RESULTS AND DISCUSSION

Batch-bioremediation

Bioremediation experiments were carried out to determine the color and chromium removal during the growth period of the fungal strain at initial concentrations of dye ranging from 100 to 2,000 mg/L. No growth of the fungi was observed at 3,000 mg/L initial dye concentration. Aspergillus flavus was able to grow and remove color and chromium up to 2,000 mg/L dye concentration. It was expected that the simultaneous removal of chromium along with dye would take place under growing conditions of Aspergillus sp.

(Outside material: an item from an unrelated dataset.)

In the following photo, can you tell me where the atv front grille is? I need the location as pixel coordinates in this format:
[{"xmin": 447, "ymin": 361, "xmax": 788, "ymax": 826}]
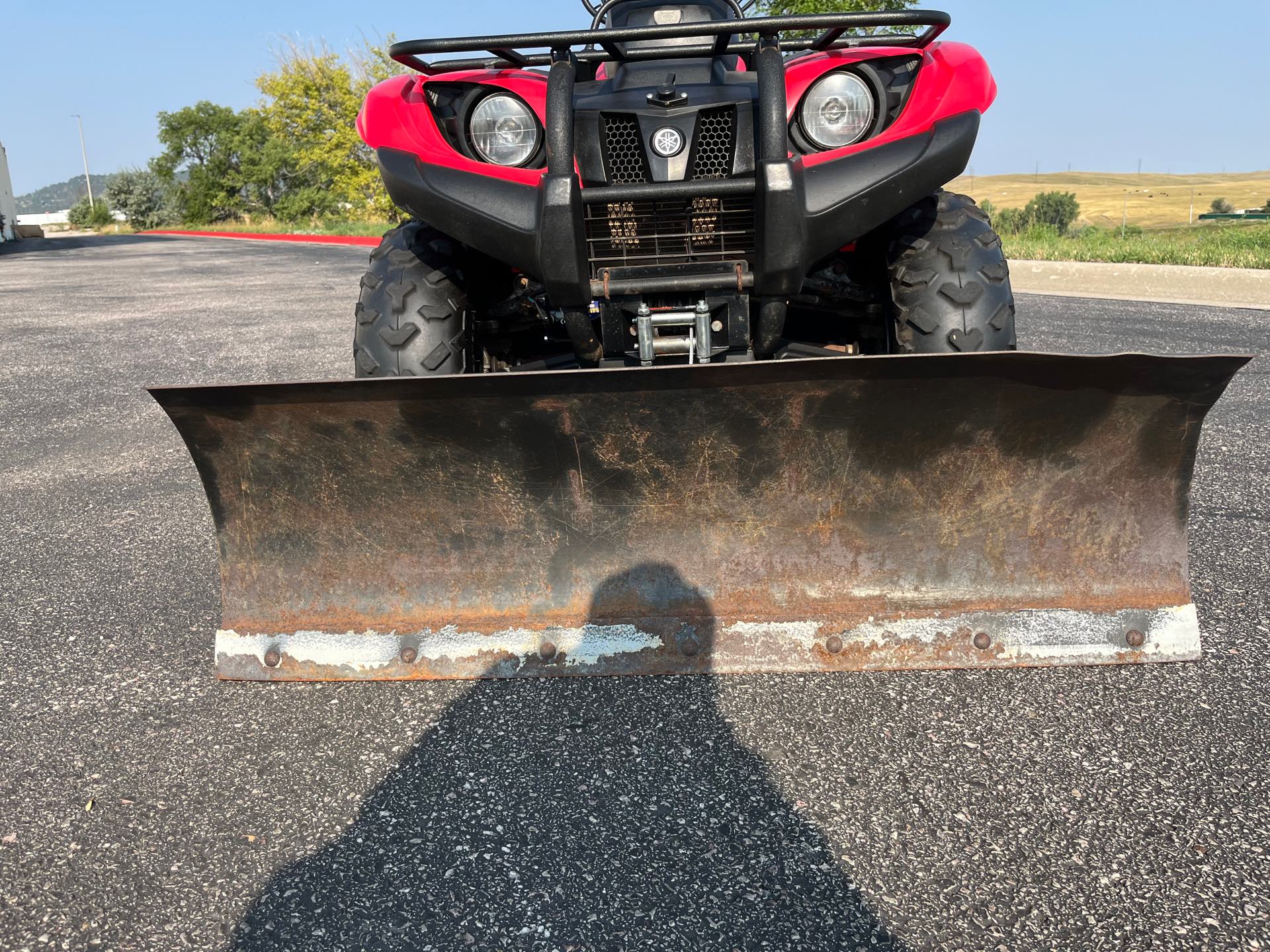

Figure 1 shows the removal (%, mg/L) of color and chromium and the concentrations of dye and chromium removed at different concentrations of dye at pH 4.5 up to 50 hours. Color and chromium removal were decreased from 80 to 7% and from 84 to 11%, respectively, with increasing dye concentration from 100 to 2,000 mg/L. An increase in removal of concentrations of dye and chromium was observed in the range of 100 to 750 mg/L due to the increased availability of dye and chromium. Maximum removal of dye and chromium was observed to be 390 and 17.22 mg/L, respectively, at initial dye concentration 750 mg/L. The removal of dye and chromium was reduced with increasing initial dye concentration above 750 mg/L. The lower removal at higher dye concentration may be due to the crowding effect of dye molecules on the binding sites of the cells.
Figure 1

Removal of color and chromium at different initial dye concentrations.

Figure 1

Removal of color and chromium at different initial dye concentrations.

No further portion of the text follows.